Regardless of why the APA made the decision to require the confidentiality forms, how do you feel that affects DSM-5?

Well, I think it affects it in terms of credibility. I think many people feel that DSM-5 in its development has not been as open as it could be. It is true that they have made efforts now that there is a draft of proposals to encourage people to review those proposals. So, it is possible to see what DSM-5 is going to look like, but it is not possible to know what the controversies were, who said what, and how these things were decided. There have always been critiques of DSM; one critique is that it classifies as disorders things that are really just normal reactions. So, I think the credibility of the enterprise is what’s at stake.

In 2008, you wrote a letter to Psychiatric Timesregarding DSM-5. What did you say, and how did the APA respond?

I said that DSM-5, with this confidentiality agreement, lacked transparency and that it was to the detriment of the final version. Their reply essentially said that the members of the task force are giving scientific presentations and writing articles, so there will be no problem of the people knowing what’s going on.

What impact do you feel that you, Dr. Allen Frances, lead editor of DSM-IV, and others have made on the development of DSM-5, and do you feel that DSM-5 is truly the most transparent DSM revision ever, as suggested by James Scully, APA medical director?

I think what we’ve done is highlight the need for more transparency, and in some ways, what they’ve done more recently in publishing draft proposals does go a long way toward transparency. And they have a website (www.dsm5.org)—it’s really quite a technological wonder—where they list all the categories and what changes are proposed. They invite comments, and I understand they’ve had more than 1,000 comments, and that’s all good. I like to think that their website has something to do with the criticism that Dr. Frances and I have made about the transparency.

Do you have any other concerns with DSM-5?

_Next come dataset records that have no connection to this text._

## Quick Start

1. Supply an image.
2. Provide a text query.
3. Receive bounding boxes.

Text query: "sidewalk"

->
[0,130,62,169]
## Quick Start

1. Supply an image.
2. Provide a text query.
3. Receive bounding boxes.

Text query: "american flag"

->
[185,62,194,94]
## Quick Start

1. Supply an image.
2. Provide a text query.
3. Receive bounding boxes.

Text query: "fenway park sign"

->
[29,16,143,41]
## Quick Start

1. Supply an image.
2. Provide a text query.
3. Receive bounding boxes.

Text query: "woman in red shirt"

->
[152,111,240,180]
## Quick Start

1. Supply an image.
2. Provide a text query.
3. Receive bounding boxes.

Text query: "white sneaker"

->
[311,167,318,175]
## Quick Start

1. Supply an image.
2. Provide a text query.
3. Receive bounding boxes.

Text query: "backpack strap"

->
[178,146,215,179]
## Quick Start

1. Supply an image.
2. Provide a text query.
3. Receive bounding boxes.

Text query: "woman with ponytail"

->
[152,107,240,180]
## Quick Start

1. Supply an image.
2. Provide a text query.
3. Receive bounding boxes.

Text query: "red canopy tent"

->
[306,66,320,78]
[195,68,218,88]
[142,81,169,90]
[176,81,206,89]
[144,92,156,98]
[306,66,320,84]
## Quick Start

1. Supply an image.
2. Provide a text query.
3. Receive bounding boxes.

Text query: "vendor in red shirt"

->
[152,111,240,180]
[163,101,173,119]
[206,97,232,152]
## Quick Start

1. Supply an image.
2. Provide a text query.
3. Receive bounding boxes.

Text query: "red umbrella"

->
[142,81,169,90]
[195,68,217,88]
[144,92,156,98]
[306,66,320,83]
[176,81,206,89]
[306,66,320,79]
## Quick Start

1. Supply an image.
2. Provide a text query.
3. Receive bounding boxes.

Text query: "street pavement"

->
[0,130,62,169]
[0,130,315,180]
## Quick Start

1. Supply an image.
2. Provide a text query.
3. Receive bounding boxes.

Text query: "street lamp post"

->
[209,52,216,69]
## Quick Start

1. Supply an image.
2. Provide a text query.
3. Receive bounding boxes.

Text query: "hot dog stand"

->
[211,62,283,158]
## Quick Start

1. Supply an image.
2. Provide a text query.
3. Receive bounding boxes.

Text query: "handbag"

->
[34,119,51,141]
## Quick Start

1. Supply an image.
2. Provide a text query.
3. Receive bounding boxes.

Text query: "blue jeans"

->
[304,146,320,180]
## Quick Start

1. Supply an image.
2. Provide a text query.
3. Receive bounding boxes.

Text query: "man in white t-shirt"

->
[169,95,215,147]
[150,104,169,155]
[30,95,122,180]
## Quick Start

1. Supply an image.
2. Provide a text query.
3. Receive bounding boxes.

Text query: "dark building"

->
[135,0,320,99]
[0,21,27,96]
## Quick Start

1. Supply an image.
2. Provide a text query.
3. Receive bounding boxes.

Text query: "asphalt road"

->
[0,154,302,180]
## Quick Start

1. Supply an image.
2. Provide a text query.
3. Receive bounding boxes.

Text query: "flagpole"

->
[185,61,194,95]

I think there are many condition categories that are problematic. Probably the most problematic is the revision of personality disorders, where they’ve made major changes; and the changes are not all supported by any empirical basis. Also, the personality disorders section is extremely complicated to use; it’s so complicated that I don’t think clinicians will actually use it, and I think that’s now widely recognized by the DSM-5 personality work group, and they are now working on ways to simplify it.